Palliative surgeries are administered to relieve pain and other problems associated with mesothelioma. These operations are performed on patients who are diagnosed with stage III or stage IV mesothelioma cancer. If diagnosed with a developed form of mesothelioma, a patient may opt to have one or more of the following palliative surgeries, to increase their overall quality of life.
This type of palliative surgery is administered to mitigate the symptoms caused by pleural effusion, the build-up of fluids in the pleural cavity surrounding the lungs. The buildup of these fluids complicates breathing and causes great pain to mesothelioma sufferers. Pleurocentesis is performed in outpatient locations through means of extended needles which are inserted into the pleural space. Once inserted, the needle extracts fluids from the space. After receiving a Pleurocentesis, the patient may return home a few hours following the surgery.
Paracentesis is very similar to a pleurocentesis. The primary difference is location of the extraction; a Paracentesis is administered to extract fluids in the abdominal area.
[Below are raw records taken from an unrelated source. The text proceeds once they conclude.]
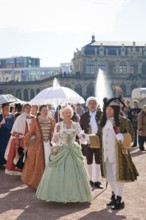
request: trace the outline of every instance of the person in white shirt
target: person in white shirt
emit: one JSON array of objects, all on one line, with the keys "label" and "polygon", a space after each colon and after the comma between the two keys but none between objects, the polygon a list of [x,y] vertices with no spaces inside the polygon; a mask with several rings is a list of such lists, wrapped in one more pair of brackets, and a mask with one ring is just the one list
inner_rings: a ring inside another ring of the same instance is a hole
[{"label": "person in white shirt", "polygon": [[128,149],[131,141],[124,145],[127,135],[132,140],[133,131],[130,120],[120,115],[120,103],[119,98],[106,100],[99,129],[102,176],[112,190],[111,201],[107,205],[113,210],[124,208],[124,183],[135,181],[138,176]]},{"label": "person in white shirt", "polygon": [[[80,125],[86,134],[97,136],[98,132],[98,123],[101,118],[102,112],[98,110],[98,102],[95,97],[89,97],[86,100],[86,106],[88,111],[83,113],[80,117]],[[92,143],[87,145],[82,145],[82,153],[87,158],[87,169],[89,175],[89,181],[91,187],[96,187],[103,189],[103,186],[100,182],[101,176],[101,152],[96,144],[93,146]],[[95,162],[95,166],[94,166]],[[93,168],[95,167],[95,179],[93,178]]]}]

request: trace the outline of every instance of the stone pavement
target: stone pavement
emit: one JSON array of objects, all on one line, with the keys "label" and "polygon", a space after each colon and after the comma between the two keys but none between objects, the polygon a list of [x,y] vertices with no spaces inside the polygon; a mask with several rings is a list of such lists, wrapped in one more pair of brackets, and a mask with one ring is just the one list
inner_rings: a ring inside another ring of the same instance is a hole
[{"label": "stone pavement", "polygon": [[[135,148],[131,154],[140,176],[138,181],[125,184],[125,209],[111,211],[106,207],[111,194],[109,187],[103,193],[94,190],[96,198],[90,205],[44,202],[20,177],[0,170],[0,220],[146,220],[146,153]],[[105,185],[105,180],[102,182]]]}]

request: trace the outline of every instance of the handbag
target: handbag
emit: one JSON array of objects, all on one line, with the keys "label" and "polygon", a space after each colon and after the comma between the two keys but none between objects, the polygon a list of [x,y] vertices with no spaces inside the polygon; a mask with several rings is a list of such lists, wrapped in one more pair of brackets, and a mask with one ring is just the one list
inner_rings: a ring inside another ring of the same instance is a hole
[{"label": "handbag", "polygon": [[24,152],[24,148],[21,146],[18,147],[17,152],[19,155],[19,160],[16,163],[16,167],[19,169],[23,169],[27,154],[26,152]]},{"label": "handbag", "polygon": [[99,137],[96,134],[89,134],[90,148],[100,148]]},{"label": "handbag", "polygon": [[132,143],[132,137],[129,133],[124,133],[124,141],[122,142],[122,147],[123,148],[131,148],[131,143]]}]

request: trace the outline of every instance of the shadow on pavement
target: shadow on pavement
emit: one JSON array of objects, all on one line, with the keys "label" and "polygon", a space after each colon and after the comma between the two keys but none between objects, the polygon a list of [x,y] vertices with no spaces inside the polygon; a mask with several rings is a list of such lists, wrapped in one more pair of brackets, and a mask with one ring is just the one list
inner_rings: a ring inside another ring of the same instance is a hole
[{"label": "shadow on pavement", "polygon": [[112,211],[109,208],[102,209],[97,212],[90,212],[79,220],[122,220],[126,219],[124,215],[116,215],[117,211]]}]

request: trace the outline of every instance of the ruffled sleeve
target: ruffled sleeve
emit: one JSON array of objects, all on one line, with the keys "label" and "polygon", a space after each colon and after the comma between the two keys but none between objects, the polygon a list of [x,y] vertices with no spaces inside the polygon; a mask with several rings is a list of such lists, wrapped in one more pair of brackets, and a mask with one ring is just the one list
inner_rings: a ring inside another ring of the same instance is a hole
[{"label": "ruffled sleeve", "polygon": [[[59,131],[57,131],[58,126],[60,126],[60,130]],[[60,144],[61,144],[61,138],[60,138],[61,132],[62,132],[61,123],[57,123],[55,125],[54,133],[53,133],[53,137],[52,137],[52,141],[51,141],[51,144],[53,145],[53,147],[60,146]]]},{"label": "ruffled sleeve", "polygon": [[89,136],[84,133],[84,130],[81,129],[79,122],[75,123],[76,135],[79,137],[79,141],[81,144],[88,144]]}]

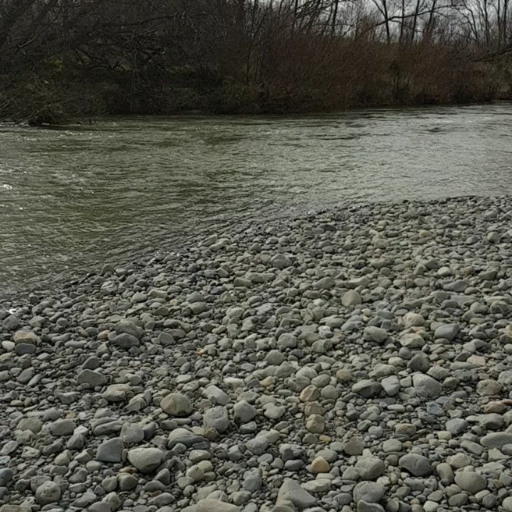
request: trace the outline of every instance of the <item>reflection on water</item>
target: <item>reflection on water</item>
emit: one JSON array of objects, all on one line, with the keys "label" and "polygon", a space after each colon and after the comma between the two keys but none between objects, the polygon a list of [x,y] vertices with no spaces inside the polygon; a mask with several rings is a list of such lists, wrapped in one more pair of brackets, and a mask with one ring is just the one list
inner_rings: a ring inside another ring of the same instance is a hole
[{"label": "reflection on water", "polygon": [[512,191],[512,105],[0,125],[0,295],[229,223]]}]

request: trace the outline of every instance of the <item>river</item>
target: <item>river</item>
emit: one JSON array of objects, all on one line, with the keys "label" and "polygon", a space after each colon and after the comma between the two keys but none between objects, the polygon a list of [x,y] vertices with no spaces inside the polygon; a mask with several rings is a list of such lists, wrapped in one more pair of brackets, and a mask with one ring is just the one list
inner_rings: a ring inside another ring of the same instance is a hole
[{"label": "river", "polygon": [[228,223],[512,192],[512,104],[0,124],[0,297]]}]

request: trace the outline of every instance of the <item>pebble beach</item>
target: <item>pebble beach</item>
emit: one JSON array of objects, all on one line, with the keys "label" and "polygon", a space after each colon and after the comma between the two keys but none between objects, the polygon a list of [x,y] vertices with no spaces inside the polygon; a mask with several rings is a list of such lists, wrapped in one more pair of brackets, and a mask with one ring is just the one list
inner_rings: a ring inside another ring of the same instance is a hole
[{"label": "pebble beach", "polygon": [[0,304],[0,512],[512,511],[511,242],[357,205]]}]

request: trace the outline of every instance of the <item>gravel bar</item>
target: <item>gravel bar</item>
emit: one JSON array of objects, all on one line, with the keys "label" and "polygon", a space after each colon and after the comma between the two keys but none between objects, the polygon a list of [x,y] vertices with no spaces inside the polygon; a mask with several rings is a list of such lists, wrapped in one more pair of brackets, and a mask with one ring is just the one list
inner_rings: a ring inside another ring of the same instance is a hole
[{"label": "gravel bar", "polygon": [[0,307],[0,512],[512,511],[511,241],[360,205]]}]

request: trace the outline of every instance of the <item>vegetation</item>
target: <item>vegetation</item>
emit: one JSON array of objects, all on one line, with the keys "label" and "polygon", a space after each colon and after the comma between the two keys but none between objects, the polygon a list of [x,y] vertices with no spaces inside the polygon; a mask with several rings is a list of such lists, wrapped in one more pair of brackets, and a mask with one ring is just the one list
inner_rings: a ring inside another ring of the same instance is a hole
[{"label": "vegetation", "polygon": [[508,0],[0,0],[0,117],[511,96]]}]

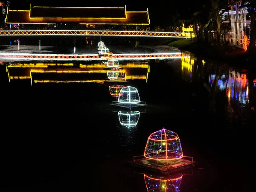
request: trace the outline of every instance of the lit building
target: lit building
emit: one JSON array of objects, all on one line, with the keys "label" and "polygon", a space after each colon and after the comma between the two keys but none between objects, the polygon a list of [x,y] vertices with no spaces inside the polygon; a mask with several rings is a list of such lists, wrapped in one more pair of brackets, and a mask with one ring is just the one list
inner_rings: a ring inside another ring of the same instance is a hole
[{"label": "lit building", "polygon": [[[148,10],[141,12],[127,11],[123,7],[80,7],[38,6],[30,6],[29,10],[7,9],[5,22],[11,24],[22,24],[32,26],[36,24],[56,29],[75,27],[103,27],[109,25],[120,26],[125,29],[132,25],[142,27],[150,24]],[[41,26],[43,27],[43,26]],[[72,29],[72,28],[71,28]]]}]

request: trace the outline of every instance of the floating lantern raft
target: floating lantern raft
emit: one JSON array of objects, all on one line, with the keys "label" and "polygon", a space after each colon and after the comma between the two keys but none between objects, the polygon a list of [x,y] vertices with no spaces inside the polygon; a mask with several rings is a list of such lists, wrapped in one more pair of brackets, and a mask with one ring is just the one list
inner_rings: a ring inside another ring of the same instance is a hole
[{"label": "floating lantern raft", "polygon": [[[140,158],[135,159],[137,157]],[[149,136],[144,155],[134,156],[133,161],[130,163],[162,173],[183,170],[195,165],[193,157],[183,155],[178,135],[164,128]]]}]

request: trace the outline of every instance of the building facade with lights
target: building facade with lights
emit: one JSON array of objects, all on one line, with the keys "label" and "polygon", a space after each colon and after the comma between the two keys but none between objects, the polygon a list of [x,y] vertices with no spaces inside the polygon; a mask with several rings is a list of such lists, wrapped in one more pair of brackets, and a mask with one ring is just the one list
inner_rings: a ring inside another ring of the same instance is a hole
[{"label": "building facade with lights", "polygon": [[5,23],[17,29],[145,30],[150,23],[148,10],[127,11],[123,7],[32,6],[29,10],[7,8]]}]

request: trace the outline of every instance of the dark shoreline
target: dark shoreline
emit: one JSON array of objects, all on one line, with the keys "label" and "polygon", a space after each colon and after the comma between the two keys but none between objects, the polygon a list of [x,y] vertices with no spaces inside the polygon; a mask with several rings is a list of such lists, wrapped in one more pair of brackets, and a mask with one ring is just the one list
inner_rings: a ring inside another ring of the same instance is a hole
[{"label": "dark shoreline", "polygon": [[211,60],[230,67],[256,71],[256,58],[250,56],[243,49],[235,46],[192,43],[179,49],[183,52],[188,51],[200,59]]}]

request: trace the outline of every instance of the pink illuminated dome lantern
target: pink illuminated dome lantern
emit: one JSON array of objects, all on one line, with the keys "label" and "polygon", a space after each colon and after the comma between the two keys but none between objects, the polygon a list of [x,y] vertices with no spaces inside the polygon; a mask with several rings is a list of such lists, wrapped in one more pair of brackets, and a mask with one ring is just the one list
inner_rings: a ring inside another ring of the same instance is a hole
[{"label": "pink illuminated dome lantern", "polygon": [[148,139],[144,156],[156,160],[181,159],[183,152],[179,136],[164,128],[153,133]]}]

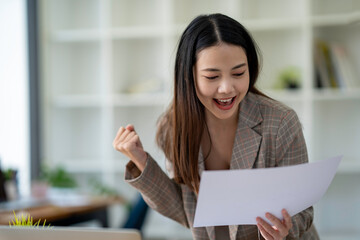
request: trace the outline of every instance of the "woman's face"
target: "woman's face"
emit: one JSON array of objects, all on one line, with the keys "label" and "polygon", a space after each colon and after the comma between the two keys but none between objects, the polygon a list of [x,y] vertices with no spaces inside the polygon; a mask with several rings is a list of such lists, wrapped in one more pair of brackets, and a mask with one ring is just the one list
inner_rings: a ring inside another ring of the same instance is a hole
[{"label": "woman's face", "polygon": [[197,54],[194,67],[196,94],[207,117],[237,118],[249,89],[249,70],[242,47],[221,43]]}]

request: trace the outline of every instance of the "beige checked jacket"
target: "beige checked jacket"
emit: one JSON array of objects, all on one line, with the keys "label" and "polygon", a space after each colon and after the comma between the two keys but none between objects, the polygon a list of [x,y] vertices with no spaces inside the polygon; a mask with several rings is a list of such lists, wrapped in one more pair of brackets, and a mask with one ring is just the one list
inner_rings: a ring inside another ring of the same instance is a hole
[{"label": "beige checked jacket", "polygon": [[[296,113],[275,100],[248,93],[240,104],[230,169],[268,168],[306,162],[306,144]],[[194,239],[215,240],[214,227],[193,227],[196,194],[187,186],[176,184],[171,179],[171,165],[169,162],[167,165],[170,166],[170,177],[148,155],[144,171],[137,176],[139,170],[130,161],[125,180],[141,192],[151,208],[190,228]],[[200,173],[203,170],[200,151]],[[292,222],[293,228],[286,239],[319,239],[313,226],[312,207],[293,216]],[[229,233],[231,240],[258,239],[256,225],[232,225]]]}]

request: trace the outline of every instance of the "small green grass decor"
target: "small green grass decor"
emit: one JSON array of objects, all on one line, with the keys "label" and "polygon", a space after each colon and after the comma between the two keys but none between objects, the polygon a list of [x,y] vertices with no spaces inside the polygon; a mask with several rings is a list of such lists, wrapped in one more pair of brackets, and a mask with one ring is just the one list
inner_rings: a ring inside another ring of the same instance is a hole
[{"label": "small green grass decor", "polygon": [[[33,228],[38,228],[40,227],[40,222],[41,219],[39,219],[39,221],[34,222],[33,218],[30,215],[23,215],[21,214],[21,217],[16,216],[15,211],[14,212],[14,220],[9,221],[9,226],[10,227],[15,227],[15,226],[19,226],[19,227],[33,227]],[[42,224],[42,227],[46,227],[46,219],[44,221],[44,223]],[[48,225],[47,227],[50,227],[50,225]]]}]

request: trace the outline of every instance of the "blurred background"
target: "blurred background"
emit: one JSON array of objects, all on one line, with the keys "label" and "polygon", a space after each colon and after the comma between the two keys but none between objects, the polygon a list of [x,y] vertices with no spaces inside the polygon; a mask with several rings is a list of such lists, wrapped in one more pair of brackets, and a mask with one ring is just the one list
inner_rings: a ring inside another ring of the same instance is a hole
[{"label": "blurred background", "polygon": [[[71,189],[120,197],[107,218],[122,227],[138,194],[123,181],[128,160],[113,138],[134,124],[165,168],[154,136],[178,39],[195,16],[215,12],[253,35],[259,88],[296,110],[309,160],[344,155],[315,205],[321,238],[360,239],[357,0],[0,0],[0,213]],[[146,239],[191,239],[152,210],[141,226]]]}]

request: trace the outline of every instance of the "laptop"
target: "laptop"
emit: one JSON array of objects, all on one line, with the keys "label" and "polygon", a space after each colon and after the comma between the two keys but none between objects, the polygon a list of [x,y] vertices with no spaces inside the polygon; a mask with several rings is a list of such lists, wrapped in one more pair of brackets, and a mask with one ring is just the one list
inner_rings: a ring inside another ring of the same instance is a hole
[{"label": "laptop", "polygon": [[94,229],[72,227],[9,227],[0,226],[1,240],[141,240],[133,229]]}]

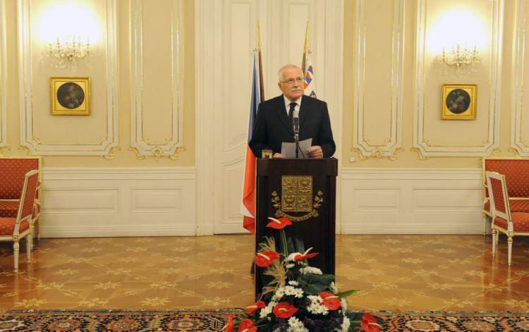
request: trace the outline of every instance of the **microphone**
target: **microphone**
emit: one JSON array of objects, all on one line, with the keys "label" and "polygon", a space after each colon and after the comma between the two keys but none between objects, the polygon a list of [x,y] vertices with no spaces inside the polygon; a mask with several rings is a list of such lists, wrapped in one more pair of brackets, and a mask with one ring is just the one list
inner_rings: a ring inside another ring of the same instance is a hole
[{"label": "microphone", "polygon": [[[293,113],[294,122],[294,142],[296,142],[296,158],[298,158],[298,152],[300,149],[299,147],[299,110],[294,110]],[[303,152],[301,152],[303,154]]]}]

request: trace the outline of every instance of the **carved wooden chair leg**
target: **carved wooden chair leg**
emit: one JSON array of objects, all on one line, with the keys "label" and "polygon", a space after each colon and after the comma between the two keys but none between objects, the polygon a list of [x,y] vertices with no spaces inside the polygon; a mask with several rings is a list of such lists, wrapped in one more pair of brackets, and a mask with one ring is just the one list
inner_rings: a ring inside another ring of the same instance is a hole
[{"label": "carved wooden chair leg", "polygon": [[15,256],[15,272],[18,272],[18,251],[20,250],[20,245],[18,244],[18,240],[13,242],[13,254]]},{"label": "carved wooden chair leg", "polygon": [[31,249],[33,246],[33,232],[30,232],[25,237],[25,252],[28,255],[28,262],[31,262]]}]

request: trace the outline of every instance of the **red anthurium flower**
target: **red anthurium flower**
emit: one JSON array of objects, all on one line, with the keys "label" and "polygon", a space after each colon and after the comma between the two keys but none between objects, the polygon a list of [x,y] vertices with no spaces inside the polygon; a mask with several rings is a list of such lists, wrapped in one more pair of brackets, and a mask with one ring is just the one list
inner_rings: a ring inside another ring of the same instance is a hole
[{"label": "red anthurium flower", "polygon": [[257,331],[257,328],[253,326],[253,321],[251,319],[243,319],[243,321],[239,324],[239,328],[237,332],[255,332]]},{"label": "red anthurium flower", "polygon": [[259,267],[267,267],[272,265],[274,259],[279,259],[279,254],[273,251],[257,252],[255,255],[255,264]]},{"label": "red anthurium flower", "polygon": [[266,305],[264,302],[257,301],[255,305],[246,307],[246,313],[248,314],[252,314],[257,311],[257,309],[264,308],[264,307],[266,307]]},{"label": "red anthurium flower", "polygon": [[322,292],[318,295],[323,299],[323,305],[327,307],[329,310],[336,310],[340,307],[341,303],[340,298],[334,294],[330,293]]},{"label": "red anthurium flower", "polygon": [[380,326],[377,324],[377,320],[373,315],[366,312],[362,315],[362,321],[360,322],[360,326],[366,332],[379,332]]},{"label": "red anthurium flower", "polygon": [[296,259],[296,261],[299,262],[299,261],[303,261],[303,259],[308,259],[309,258],[312,258],[315,256],[317,256],[317,254],[318,254],[317,252],[311,252],[311,253],[309,254],[308,252],[310,252],[312,250],[312,248],[310,247],[310,248],[308,248],[307,250],[307,251],[305,251],[303,253],[303,254],[296,254],[296,256],[294,256],[294,259]]},{"label": "red anthurium flower", "polygon": [[272,312],[277,317],[286,319],[298,312],[298,308],[288,302],[280,302],[274,307]]},{"label": "red anthurium flower", "polygon": [[272,218],[271,216],[269,216],[268,219],[272,221],[267,224],[267,227],[269,227],[270,228],[283,229],[288,225],[292,225],[292,221],[291,221],[289,219],[284,216],[279,218],[279,219],[276,219],[275,218]]},{"label": "red anthurium flower", "polygon": [[226,321],[226,325],[222,328],[226,332],[233,332],[233,315],[228,316],[228,320]]}]

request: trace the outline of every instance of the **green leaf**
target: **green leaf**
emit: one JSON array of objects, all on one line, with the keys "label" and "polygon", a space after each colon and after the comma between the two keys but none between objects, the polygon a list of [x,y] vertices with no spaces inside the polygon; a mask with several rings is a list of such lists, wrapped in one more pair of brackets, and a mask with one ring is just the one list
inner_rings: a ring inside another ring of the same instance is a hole
[{"label": "green leaf", "polygon": [[290,254],[293,252],[296,252],[296,250],[294,250],[294,243],[292,242],[292,238],[290,236],[288,237],[288,239],[286,240],[287,245],[288,246],[288,252]]},{"label": "green leaf", "polygon": [[300,236],[296,237],[296,250],[302,254],[305,252],[305,244]]},{"label": "green leaf", "polygon": [[336,294],[336,296],[339,297],[347,297],[348,296],[352,295],[353,294],[355,294],[358,293],[360,290],[358,289],[352,289],[350,290],[346,290],[345,292],[339,293]]},{"label": "green leaf", "polygon": [[332,274],[302,274],[298,278],[300,285],[305,287],[305,293],[314,295],[329,288],[334,281]]}]

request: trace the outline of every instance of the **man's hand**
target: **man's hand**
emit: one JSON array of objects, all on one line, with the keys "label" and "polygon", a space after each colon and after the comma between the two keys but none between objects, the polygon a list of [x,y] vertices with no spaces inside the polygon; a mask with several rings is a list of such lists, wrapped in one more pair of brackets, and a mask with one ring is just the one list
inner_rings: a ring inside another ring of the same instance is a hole
[{"label": "man's hand", "polygon": [[308,152],[310,158],[323,158],[323,151],[320,145],[310,147]]}]

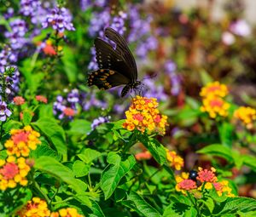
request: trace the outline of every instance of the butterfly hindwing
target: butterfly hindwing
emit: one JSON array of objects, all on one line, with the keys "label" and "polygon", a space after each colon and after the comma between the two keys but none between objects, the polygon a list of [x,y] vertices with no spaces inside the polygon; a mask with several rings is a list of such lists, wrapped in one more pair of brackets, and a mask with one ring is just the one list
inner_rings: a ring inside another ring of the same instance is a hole
[{"label": "butterfly hindwing", "polygon": [[108,89],[127,83],[129,79],[118,71],[109,69],[99,69],[89,74],[88,77],[88,85],[96,85],[100,89]]}]

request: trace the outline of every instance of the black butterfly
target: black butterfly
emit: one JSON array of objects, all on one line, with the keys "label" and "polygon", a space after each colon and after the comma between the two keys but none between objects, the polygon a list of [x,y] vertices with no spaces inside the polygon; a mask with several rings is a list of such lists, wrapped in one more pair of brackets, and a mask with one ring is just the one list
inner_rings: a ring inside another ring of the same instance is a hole
[{"label": "black butterfly", "polygon": [[137,69],[134,57],[124,37],[113,29],[105,29],[105,36],[115,43],[113,49],[100,37],[95,39],[96,61],[100,69],[89,74],[88,85],[96,85],[100,89],[108,89],[125,84],[121,97],[130,89],[141,91],[142,83],[137,81]]}]

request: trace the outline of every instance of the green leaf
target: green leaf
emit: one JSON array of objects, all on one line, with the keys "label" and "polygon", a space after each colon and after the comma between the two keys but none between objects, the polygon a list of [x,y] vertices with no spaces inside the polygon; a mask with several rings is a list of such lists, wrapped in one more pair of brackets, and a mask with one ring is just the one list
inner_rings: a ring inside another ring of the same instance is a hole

This type of palliative mesothelioma surgery aims to provide comfort to patients with severe mesothelioma symptoms.
This mesothelioma palliative surgery is the most intrusive non-curable operation assocaited with mesothelioma cancer. Pleurodesis aims to impede the build-up of fluid through a talc insertion into the pleural space. The talc inflames the area and halts the fluid from amassing for as long as 5 years. Pleurodesis is an inpatient palliative mesothelioma surgery performed under general anesthetic. The operation requires a hospital stay of at least 3 days, during which a chest tube may remain in the mesothelioma patient to drain excess fluids. Recovery time attached to Pleurodesis mesothelioma surgery is roughly 6 to 8 weeks for the majority of patients.